Jadi, bagaimana mungkin kalau kita mengikuti anjuran 'Say No To Drug', apakah kita tak akan menggunakan 'drug' sama sekali? Memang saya lebih memilih tak menggunakan obat ketika saya atau anak saya sakit. Kami hanya mengandalkan tiga unsur alami, yaitu : makan banyak, minum banyak dan tidur pulas. Bagaimana pun 'drug' tetap dibutuhkan. 


So, Say No To Drug Abuse....!!!






AJ. Boesra


Rabu, 18 Mei 2011 23.15wib

Hallooww......

Haloww…..

Saya mencoba menyapa teman-teman di sini, setelah sebelumnya saya suka berinteraksi di facebook. Facebook memang cara yang paling mudah untuk berinteraksi dengan banyak orang, mulai dari menemukan teman-teman lama, saudara yang terdampar di tempat lain dan lamaaa sekali tak ada kabarnya, teman-teman baru…istilah saya untuk mereka ‘teman-teman masa depan’, dan teman-teman yang jauh sekali dari jangkauan… dari beberapa Negara yang tak pernah saya kunjungi.

Di sini saya akan berinteraksi satu arah. Hampir sama dengan ketika saya menulis ‘note’ di facebook. Anda tetap bisa mengomentari tulisan saya. Hanya saja, saya perlu mengenalkan pada Anda kalau tulisan saya biasanya sedikit menohok, maksudnya langsung tanpa tedeng aling-aling supaya mudah dimengerti. Saya bukan sastrawan (dalam bahasa Indonesia akhiran ‘wan’ juga bisa digunakan untuk perempuan) yang pandai menghaluskan bahasa dengan ungkapan-ungkapan beradab.

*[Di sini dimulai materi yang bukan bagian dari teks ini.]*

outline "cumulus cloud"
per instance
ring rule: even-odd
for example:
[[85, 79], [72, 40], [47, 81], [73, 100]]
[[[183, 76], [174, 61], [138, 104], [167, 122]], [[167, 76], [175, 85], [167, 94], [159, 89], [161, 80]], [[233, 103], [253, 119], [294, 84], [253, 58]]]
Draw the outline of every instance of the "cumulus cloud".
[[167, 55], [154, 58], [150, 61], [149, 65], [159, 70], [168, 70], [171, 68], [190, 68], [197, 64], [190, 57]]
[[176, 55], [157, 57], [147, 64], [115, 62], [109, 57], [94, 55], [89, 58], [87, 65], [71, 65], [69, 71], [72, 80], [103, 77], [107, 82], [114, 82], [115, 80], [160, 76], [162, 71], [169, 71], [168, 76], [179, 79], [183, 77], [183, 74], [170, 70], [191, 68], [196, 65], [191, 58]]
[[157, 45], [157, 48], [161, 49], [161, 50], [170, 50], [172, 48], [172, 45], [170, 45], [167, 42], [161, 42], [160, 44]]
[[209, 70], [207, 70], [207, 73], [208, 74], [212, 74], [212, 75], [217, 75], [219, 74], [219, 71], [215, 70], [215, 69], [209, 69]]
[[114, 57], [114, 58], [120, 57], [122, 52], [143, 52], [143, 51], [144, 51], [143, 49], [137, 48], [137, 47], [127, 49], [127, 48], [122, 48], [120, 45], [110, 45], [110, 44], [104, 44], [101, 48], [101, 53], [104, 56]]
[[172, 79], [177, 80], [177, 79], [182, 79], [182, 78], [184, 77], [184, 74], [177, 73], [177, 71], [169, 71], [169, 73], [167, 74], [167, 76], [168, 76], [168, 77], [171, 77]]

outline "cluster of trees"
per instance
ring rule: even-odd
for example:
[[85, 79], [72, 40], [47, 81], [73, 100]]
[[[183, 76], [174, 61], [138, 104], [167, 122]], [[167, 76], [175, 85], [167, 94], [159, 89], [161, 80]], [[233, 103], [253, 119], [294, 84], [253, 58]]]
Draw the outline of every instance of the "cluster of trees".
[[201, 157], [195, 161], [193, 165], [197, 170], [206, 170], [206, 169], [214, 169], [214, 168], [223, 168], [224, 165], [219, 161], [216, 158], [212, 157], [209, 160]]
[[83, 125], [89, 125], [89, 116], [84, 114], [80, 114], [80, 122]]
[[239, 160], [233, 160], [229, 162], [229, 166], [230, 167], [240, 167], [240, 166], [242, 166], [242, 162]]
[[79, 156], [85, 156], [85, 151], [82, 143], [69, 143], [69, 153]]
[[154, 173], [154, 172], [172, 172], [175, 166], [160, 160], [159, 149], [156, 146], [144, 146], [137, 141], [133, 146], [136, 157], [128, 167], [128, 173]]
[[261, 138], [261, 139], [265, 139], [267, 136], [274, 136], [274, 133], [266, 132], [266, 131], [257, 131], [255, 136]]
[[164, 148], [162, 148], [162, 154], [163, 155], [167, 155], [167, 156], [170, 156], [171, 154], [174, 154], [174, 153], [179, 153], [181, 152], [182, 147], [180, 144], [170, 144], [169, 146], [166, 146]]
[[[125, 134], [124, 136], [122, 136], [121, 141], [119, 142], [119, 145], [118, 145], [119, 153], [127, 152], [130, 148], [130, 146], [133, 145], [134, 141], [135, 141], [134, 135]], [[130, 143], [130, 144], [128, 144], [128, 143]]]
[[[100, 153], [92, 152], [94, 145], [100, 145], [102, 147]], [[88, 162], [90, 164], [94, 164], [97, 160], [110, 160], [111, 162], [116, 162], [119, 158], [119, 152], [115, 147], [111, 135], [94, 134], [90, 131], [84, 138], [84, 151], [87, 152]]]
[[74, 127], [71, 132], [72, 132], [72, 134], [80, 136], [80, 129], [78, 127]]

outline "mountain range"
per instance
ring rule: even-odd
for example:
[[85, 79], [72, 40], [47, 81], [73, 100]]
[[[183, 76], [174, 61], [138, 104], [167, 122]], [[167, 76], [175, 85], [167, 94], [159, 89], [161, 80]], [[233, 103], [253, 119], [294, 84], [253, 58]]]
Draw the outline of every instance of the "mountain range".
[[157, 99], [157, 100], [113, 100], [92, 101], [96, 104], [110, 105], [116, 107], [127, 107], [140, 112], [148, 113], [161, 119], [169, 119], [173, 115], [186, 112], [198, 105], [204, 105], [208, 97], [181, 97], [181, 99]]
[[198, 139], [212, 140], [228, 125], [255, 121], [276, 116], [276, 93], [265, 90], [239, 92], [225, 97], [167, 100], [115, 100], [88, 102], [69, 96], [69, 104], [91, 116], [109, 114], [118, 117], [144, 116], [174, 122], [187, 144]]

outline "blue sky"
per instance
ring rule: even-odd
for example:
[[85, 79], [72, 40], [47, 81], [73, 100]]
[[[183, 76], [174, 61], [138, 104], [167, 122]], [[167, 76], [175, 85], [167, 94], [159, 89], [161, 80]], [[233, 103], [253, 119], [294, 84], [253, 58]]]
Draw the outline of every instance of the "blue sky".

Kalau Anda mengenal saya sebelumnya adalah penulis buku keterapilan menyulam, maka di sini Anda akan tahu kalau saya sebenarnya bukan seperti itu. Sulaman atau menyulam hanyalah salah satu objek tulisan saya saja. Nanti saya akan lebih terbuka lagi dalam melepas tulisan-tulisan saya untuk dibaca. Ada sedikit cukilan novel saya, cerita pendek, ulasan sosial, tentang sulaman, tanaman dan obat tentunya….karena itu latar belakang ilmu yang paling saya minati. Jangan lupa, saya juga akan membuka pemahaman tentang pengguna jasa pelayanan medis. .istilah yang saya gunakan adalah konsumen medis, juga tentang menggunakan obat secara bijak…naa..yang ini adalah informasi obat atau edukasi obat.